PAVED PARADISE: US company Solar Roadways aspire to build roads from solar panels. For the moment though they have a grant to go ahead and build a solar panel car park outside their offices in North Idaho. Each panel will produce about 7.6 kilowatt hours of electricity per day. They'll monitor the panels to see how feasible bigger projects may be. The panels will contain solar cells, LED lights and electronics, hermetically sealed between layers of textured glass. Even if the panels only work for carparks that could be a valuable source of energy. The Spokesman Review has more here.
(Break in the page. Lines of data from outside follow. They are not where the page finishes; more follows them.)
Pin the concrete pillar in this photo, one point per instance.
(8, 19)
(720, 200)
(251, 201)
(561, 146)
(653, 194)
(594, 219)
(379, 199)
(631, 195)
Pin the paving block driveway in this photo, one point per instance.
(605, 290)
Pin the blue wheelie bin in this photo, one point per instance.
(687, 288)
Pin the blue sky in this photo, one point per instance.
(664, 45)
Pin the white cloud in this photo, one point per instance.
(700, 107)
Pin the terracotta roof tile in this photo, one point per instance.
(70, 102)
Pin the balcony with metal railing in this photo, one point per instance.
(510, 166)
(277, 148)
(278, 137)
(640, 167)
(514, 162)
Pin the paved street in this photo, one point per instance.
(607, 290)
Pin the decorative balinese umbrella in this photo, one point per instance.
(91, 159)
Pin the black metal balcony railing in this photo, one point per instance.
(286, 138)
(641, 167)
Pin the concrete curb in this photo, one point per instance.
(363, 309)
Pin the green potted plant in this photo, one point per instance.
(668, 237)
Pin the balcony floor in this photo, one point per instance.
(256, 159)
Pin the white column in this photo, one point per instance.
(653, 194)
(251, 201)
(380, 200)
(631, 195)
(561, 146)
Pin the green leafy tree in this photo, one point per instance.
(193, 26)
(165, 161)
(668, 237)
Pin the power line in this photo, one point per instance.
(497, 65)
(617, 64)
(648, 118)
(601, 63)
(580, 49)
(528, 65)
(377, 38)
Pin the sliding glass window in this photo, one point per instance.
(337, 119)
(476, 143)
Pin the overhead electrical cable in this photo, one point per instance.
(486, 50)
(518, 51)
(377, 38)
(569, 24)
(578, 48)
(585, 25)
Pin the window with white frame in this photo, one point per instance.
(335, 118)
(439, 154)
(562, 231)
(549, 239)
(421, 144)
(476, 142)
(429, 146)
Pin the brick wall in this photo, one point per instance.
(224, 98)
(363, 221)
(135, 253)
A FACE IN THE CROWD: After the recent riots in the UK the police are turning to facial recognition software to identify suspects. Scotland Yard has a newly updated face-matching program they're using, alongside public appeals and posting headshots to Flickr. Next story: rioters and those intent on criminal behaviour to start using face altering makeup ala bank robbers in TV crime shows. CBS News tells the story.
SWAYING THE CROWD: Researchers at the Fraunhofer Institute for Intelligent Analysis and Information Systems in Germany knew that people trapped in a highly congested area sway slowly from side to side as they try to keep their balance. They developed a system to analyse video of crowds and highlight potential problem areas for security personnel to check out. The system could be useful at any venue where crowds gather to help prevent deaths and injuries from stampedes. Watched wherever we go. New Scientist has more.
MOVING DOTS: Traditional motion capture puts dots on an actor, then cameras record where the dots go. A new scheme puts the cameras on the actor and uses software to reconstruct their motion. The system can be used in any setting, not just a specially constructed studio. That could be a fun app for the consumer market too. Technical details are in this video at Disney Research.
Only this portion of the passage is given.